04 — System Design Walkthroughs (Interview Prep Index)

Practice prompts mapped to the system-design/ folder.

How to Practice

For each prompt below:

Read the prompt only — not the linked solution.
Set a 45-minute timer.
Whiteboard / type out: clarifying Qs → estimation → architecture → 3 deep dives → tradeoffs.
Compare to the solution doc.
Note 3 things you missed in a gaps.md for spaced repetition.

Prompts

P1. "Design an LLM inference service"

Variants you might be asked:

"...handling 100k QPS across multiple model sizes"
"...with multi-tenant rate limiting and per-tenant fine-tunes (LoRA)"
"...with sub-1s TTFT SLO at p99"

➜ See system-design/01-llm-inference-gateway.md

P2. "Walk me through pretraining a 70B model from scratch"

Variants:

"...on 1024 H100s, with a 1.5T token budget"
"...how would you handle a node failure mid-run?"
"...what numerical precision and why?"

➜ See system-design/02-distributed-pretraining.md

P3. "Design a RAG system over 100M documents at 1k QPS"

Variants:

"...with multi-tenant ACLs"
"...with hourly document updates"
"...how do you continuously evaluate it?"

➜ See system-design/03-rag-at-scale.md

P4. "Build a self-serve fine-tuning platform for internal users"

Variants:

"...support SFT, LoRA, and DPO methods"
"...with automatic eval gating"
"...how do you bin-pack jobs across a heterogeneous GPU fleet?"

➜ See system-design/04-finetuning-platform.md

P5. "Design a continuous evaluation platform for LLMs"

Variants:

"...how do you trust LLM-judge results?"
"...how do you run code evals safely?"
"...how do you detect benchmark contamination?"

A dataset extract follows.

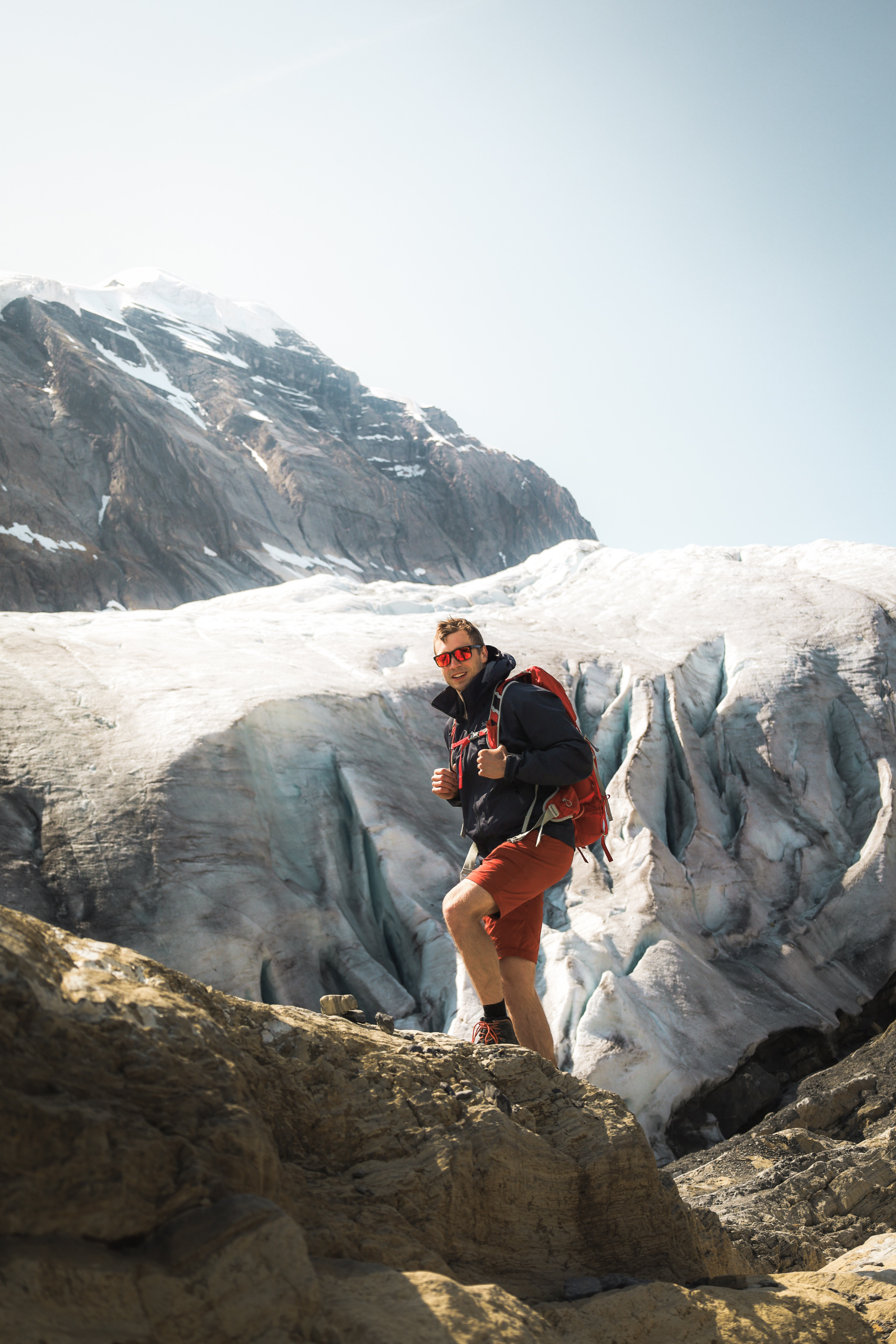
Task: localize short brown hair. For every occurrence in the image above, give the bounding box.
[433,615,485,648]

➜ See system-design/05-eval-platform.md

P6. "Build a pretraining data pipeline from raw CommonCrawl"

Variants:

"...10TB of input, deduped + filtered + tokenized"
"...with PII scrubbing and lineage tracking"
"...how do you tune the data mix?"

➜ See system-design/06-pretraining-data-pipeline.md

Bonus / Less-Common Prompts

Long-context serving (1M tokens): KV cache management, paged attention, ring attention, sequence parallelism.
Edge-device LLM: 4-bit quant, GGUF/llama.cpp, on-device privacy.
Multi-modal serving: image+text inputs, vision encoder caching, modality routing.
Agentic system at scale: tool sandboxing, parallel tool calls, cost control, loop limits.
Cost-optimal cascading: small-model triage → big-model fallback; routing classifier.